There was only one airman I knew who became a Spitfire pilot: a young man (we were all young then), whose name was Bill Pitt, from London, Ontario. We parted company at #6 I.T.S. The next time I saw him was in England, when he came up north to Yorkshire where Six Group was based. (Six Group was an all-Canadian bomber group.) We only had a few hours together as I was flying that evening. I never saw or heard of him again.

I went before the selection board. Rumour had it that there was a shortage of air gunners. I knew that I wasn’t going to be an air gunner and I had all my reasons lined up as to why. The board consisted of the wing C.O., the chief ground instructor and my course officer.
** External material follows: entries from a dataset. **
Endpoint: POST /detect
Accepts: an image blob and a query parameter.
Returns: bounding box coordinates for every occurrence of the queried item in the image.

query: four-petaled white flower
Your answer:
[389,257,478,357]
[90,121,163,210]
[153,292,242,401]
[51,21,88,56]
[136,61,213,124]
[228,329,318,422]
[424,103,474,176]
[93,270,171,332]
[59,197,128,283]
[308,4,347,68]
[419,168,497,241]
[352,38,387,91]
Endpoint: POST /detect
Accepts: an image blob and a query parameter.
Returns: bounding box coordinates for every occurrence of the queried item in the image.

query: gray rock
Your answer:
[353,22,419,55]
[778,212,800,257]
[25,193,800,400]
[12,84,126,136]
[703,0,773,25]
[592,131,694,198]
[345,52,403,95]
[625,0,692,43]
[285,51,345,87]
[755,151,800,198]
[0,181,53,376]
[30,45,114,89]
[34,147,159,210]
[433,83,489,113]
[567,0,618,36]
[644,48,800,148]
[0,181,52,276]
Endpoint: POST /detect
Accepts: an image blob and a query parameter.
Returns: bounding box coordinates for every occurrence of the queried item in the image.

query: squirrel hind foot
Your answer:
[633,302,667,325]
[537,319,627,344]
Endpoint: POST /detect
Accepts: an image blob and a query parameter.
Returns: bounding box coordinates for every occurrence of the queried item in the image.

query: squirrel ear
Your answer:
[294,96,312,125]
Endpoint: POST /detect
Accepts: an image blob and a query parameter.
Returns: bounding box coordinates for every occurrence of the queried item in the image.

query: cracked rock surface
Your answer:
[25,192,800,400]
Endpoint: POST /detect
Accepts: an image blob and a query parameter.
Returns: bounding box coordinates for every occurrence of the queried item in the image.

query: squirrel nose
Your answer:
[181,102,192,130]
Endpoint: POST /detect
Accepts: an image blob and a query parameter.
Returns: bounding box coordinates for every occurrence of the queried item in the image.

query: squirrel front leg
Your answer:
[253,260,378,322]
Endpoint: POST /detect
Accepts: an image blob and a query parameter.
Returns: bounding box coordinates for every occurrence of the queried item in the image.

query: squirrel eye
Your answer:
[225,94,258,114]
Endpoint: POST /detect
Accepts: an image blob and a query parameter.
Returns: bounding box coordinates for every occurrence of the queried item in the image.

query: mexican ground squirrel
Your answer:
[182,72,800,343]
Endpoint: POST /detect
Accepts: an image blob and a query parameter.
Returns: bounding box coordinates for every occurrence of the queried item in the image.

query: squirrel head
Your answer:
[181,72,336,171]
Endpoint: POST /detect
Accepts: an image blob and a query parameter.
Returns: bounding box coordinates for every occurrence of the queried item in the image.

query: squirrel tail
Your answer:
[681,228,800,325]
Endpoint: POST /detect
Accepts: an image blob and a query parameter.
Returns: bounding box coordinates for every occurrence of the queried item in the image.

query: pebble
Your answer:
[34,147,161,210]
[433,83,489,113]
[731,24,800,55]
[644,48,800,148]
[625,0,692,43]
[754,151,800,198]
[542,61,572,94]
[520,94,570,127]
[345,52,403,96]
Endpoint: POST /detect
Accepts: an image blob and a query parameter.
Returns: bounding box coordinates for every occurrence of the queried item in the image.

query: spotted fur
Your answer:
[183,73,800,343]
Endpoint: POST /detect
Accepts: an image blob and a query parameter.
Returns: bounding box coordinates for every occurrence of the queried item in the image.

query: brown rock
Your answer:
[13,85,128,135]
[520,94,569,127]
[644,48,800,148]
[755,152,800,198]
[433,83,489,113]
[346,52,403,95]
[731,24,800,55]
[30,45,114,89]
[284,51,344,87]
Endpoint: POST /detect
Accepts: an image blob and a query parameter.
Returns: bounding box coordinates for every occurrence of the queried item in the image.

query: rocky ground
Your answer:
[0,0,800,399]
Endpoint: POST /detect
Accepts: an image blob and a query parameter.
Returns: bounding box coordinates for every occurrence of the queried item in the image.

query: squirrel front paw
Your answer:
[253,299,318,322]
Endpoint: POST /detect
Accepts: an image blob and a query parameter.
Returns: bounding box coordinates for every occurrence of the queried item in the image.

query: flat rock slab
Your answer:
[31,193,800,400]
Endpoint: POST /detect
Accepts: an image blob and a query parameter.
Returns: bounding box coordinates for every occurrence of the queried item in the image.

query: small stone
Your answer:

The first thing the wing C.O. asked me was why I thought I should remain in Air Crew? You never heard such fast talking in your life. I gave them every reason I could think of and some I wasn’t thinking of. Finally the wing C.O. said that he liked my attitude and would recommend me for posting to #1 Air Gunner Ground School at Trenton. I said, "Thank you very much, Sir," and was dismissed. I walked out of that room on my way to becoming an air gunner and had even thanked them for it!

Jack flew in 34 sorties, the last operation being his most memorable: on October 14, 1944 his plane was one of 1,013 aircraft flying over Duisburg, Germany. 957 bombers dropped 4,394 tons of high explosives and incendiaries on Duisburg.